A stretch during Pilates made me wonder about the word calf : is the calf to the thigh as a calf is to a cow? Might the name for the body part have something to do with that part being smaller than another part?

The Oxford English Dictionary shows the words for the young bovine and “the fleshy hinder part of the shank of the leg” as having separate origins. The first calf, the older word, comes from Germanic: the dictionary traces a dozen relations. (The modern German for calf  is Kalb.) The second calf, the dictionary says, is “apparently” from the Old Norse kálfi, a word of unknown origin. The dictionary also notes a conjecture that the second calf is adopted from the Gaelic calpa, meaning “calf.”

But wait — which kind of calf is a calpa?

Merriam-Webster has much more to say about the second calf , tracing kálfi, or kalfi, to “a Germanic source probably akin to early Modern Dutch kalf ‘swelling of the hand or foot,’ Old High German wazzerchalp ‘edema,’ German dialect Kalb ‘muscle.’

The American Heritage Dictionary suggests that there might be a connection between the one kind of calf and the other. This dictionary’s etymology for the first calf begins with the Old Norse kālfi (not kálfi or kalfi ) and has the second calf coming into our language from Middle English, and — wait for it — “possibly akin to” the word for the young bovine.

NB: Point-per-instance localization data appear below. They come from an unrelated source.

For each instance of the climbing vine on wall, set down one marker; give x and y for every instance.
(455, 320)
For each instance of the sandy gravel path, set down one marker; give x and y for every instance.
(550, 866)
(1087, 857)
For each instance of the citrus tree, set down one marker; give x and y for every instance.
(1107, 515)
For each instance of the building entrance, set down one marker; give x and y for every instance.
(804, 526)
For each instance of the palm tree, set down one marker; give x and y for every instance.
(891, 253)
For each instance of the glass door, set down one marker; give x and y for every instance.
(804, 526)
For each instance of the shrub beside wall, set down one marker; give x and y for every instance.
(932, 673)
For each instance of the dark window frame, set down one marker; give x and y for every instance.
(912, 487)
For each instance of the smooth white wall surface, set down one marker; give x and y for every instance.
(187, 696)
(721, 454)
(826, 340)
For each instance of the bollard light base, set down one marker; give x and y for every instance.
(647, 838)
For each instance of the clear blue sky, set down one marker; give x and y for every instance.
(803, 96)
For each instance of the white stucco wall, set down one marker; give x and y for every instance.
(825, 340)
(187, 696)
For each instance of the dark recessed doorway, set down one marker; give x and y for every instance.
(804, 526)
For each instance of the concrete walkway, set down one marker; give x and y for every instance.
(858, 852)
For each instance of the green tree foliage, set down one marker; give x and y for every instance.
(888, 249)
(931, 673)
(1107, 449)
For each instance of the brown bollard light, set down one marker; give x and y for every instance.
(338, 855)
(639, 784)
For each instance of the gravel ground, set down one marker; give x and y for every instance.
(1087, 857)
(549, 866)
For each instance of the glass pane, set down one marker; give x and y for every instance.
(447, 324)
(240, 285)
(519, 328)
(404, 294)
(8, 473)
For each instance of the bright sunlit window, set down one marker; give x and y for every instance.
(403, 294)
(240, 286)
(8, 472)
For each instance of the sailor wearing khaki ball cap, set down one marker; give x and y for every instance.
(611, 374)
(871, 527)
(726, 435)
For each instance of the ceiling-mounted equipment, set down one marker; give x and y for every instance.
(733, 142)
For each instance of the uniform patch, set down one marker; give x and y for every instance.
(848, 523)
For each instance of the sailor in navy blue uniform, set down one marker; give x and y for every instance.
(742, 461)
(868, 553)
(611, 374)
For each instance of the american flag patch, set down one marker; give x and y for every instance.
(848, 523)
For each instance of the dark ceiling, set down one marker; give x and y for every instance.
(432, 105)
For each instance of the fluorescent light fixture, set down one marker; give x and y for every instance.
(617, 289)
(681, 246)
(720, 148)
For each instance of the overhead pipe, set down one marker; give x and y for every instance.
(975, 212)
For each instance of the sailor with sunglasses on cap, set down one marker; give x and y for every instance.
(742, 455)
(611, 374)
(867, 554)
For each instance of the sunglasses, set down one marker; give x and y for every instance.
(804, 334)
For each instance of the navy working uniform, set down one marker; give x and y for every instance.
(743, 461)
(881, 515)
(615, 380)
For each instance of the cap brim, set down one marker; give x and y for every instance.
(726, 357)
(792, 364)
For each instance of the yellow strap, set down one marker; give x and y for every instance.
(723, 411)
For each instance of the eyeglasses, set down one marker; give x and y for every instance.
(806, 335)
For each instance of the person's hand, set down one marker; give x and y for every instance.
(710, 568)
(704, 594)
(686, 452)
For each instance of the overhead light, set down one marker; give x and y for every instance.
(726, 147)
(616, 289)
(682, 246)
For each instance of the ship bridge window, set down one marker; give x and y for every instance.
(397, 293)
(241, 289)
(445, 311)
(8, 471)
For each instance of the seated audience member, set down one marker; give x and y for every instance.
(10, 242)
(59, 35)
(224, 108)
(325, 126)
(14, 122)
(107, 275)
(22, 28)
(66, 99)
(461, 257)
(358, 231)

And the Online Etymology Dictionary ties the two calfs together, with the second calf  “possibly from the same Germanic root” as the first. And as for the first calf, this OED (heh) suggests that it may derive from the Proto-Indo-European *gelb(h)-, “from root *gel- ‘to swell,’ hence, ‘womb, fetus, young of an animal.’”

I'd much rather think of the calf as akin to a baby animal, and not as a sign of edema. Moo.

[Our household happily recommends Rachel Lawrence’s YouTube channel for Pilates. Merriam-Webster traces thigh to Middle English, “from Old English thēoh; akin to Old High German dioh ‘thigh,’ Lithuanian taukai, plural, ‘fat.’” In other words, the fat part of the leg. No cow.]